In this exercise, we are given a velocity function \( v = \sin \pi t \) and an initial position \( s(0) = 0 \). Our task is to find the position function \( s(t) \) describing the object's position at time \( t \).

To find the position function \( s(t) \), we need to integrate the velocity function with respect to time. This will give us an expression for \( s(t) \). Recall that the position function is the integral of the velocity function: \[s(t) = \int v \, dt = \int \sin \pi t \, dt\]

Integrate the velocity function \( \sin \pi t \). Use the substitution \( u = \pi t \), so \( du = \pi dt \) or \( dt = \frac{du}{\pi} \): \[\int \sin \pi t \, dt = \int \sin u \, \frac{du}{\pi} = \frac{1}{\pi} \int \sin u \, du \] The integral of \( \sin u \) is \( -\cos u + C \). Therefore, \[\frac{1}{\pi} \int \sin u \, du = -\frac{1}{\pi} \cos u + C \]Substituting back \( u = \pi t \), we get: \[s(t) = -\frac{1}{\pi} \cos(\pi t) + C\]

We need to find the constant \( C \) using the initial condition \( s(0) = 0 \).

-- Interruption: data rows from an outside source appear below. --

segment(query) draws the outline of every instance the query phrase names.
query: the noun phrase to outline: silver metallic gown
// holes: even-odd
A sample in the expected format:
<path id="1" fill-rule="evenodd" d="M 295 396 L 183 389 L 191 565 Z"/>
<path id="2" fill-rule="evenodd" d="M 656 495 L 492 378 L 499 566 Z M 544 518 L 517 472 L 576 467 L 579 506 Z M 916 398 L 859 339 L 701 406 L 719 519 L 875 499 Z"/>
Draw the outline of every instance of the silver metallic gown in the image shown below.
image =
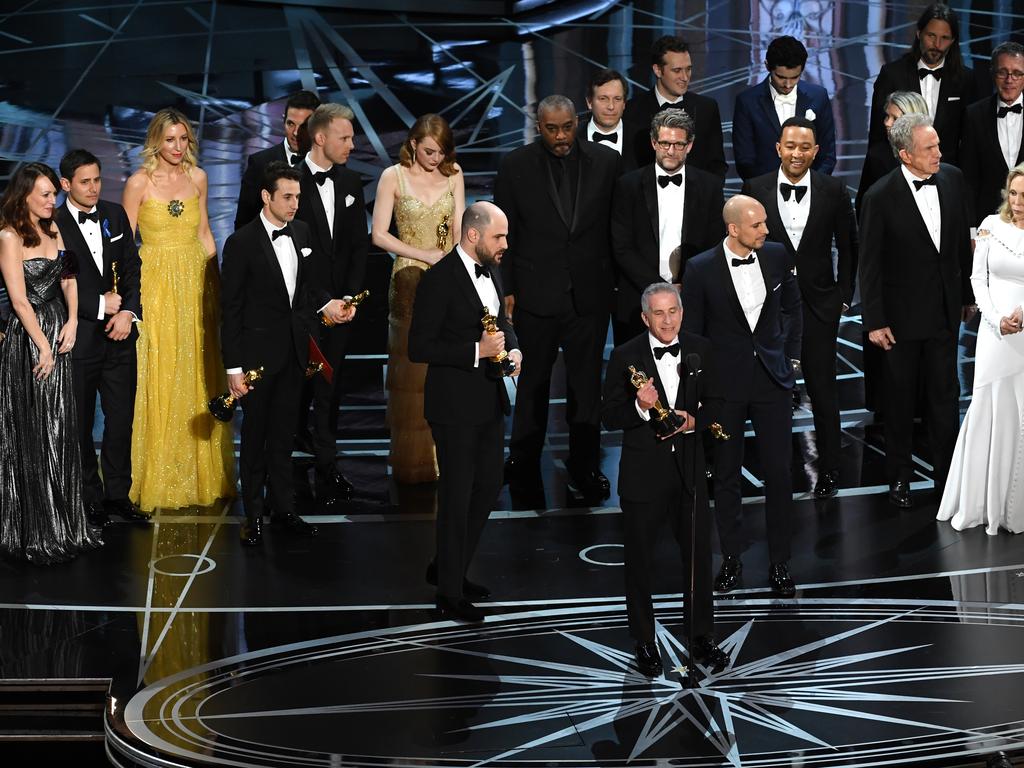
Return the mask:
<path id="1" fill-rule="evenodd" d="M 60 281 L 74 255 L 23 262 L 25 292 L 54 352 L 68 311 Z M 86 522 L 71 355 L 37 381 L 39 350 L 13 311 L 0 342 L 0 552 L 46 564 L 103 542 Z"/>

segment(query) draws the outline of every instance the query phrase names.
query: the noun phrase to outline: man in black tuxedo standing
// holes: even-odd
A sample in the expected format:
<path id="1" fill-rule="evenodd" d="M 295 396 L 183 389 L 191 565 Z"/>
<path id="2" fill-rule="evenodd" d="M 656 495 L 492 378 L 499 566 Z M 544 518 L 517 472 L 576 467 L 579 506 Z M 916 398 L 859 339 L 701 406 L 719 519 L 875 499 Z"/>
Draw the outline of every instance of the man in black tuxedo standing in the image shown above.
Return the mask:
<path id="1" fill-rule="evenodd" d="M 662 674 L 651 604 L 651 564 L 657 534 L 667 520 L 679 543 L 684 572 L 693 569 L 692 594 L 690 579 L 684 588 L 685 634 L 696 638 L 696 647 L 687 650 L 696 661 L 721 671 L 729 657 L 715 644 L 711 513 L 699 436 L 715 420 L 711 343 L 681 330 L 683 307 L 679 290 L 671 283 L 652 283 L 640 301 L 646 329 L 612 350 L 602 406 L 605 427 L 623 431 L 618 488 L 625 528 L 629 633 L 636 642 L 640 671 L 650 677 Z M 696 372 L 683 375 L 688 373 L 684 363 L 691 355 L 698 357 L 696 369 L 703 368 L 700 376 Z M 630 366 L 648 375 L 639 389 L 631 381 Z M 696 386 L 688 391 L 690 376 Z M 652 429 L 651 409 L 656 402 L 674 410 L 682 421 L 668 437 Z"/>
<path id="2" fill-rule="evenodd" d="M 301 197 L 296 218 L 310 230 L 313 263 L 309 291 L 313 308 L 334 325 L 317 325 L 320 350 L 334 368 L 334 382 L 316 376 L 307 385 L 300 413 L 299 447 L 313 453 L 317 503 L 323 510 L 352 494 L 353 488 L 335 466 L 338 398 L 351 323 L 356 307 L 344 299 L 363 290 L 370 236 L 359 174 L 345 167 L 352 151 L 355 115 L 342 104 L 322 104 L 306 127 L 312 141 L 299 164 Z M 315 332 L 314 332 L 314 335 Z M 306 431 L 312 399 L 312 435 Z"/>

Substitute \( t = 0 \) and \( s(0) = 0 \) into the position function: \[0 = -\frac{1}{\pi} \cos(\pi \times 0) + C\] Since \( \cos(0) = 1 \), this simplifies to \[0 = -\frac{1}{\pi} \times 1 + C \] Solving for \( C \), we find \( C = \frac{1}{\pi} \).

Substitute \( C = \frac{1}{\pi} \) back into the position function:\[s(t) = -\frac{1}{\pi} \cos(\pi t) + \frac{1}{\pi}\]This is the position function of the object at time \( t \).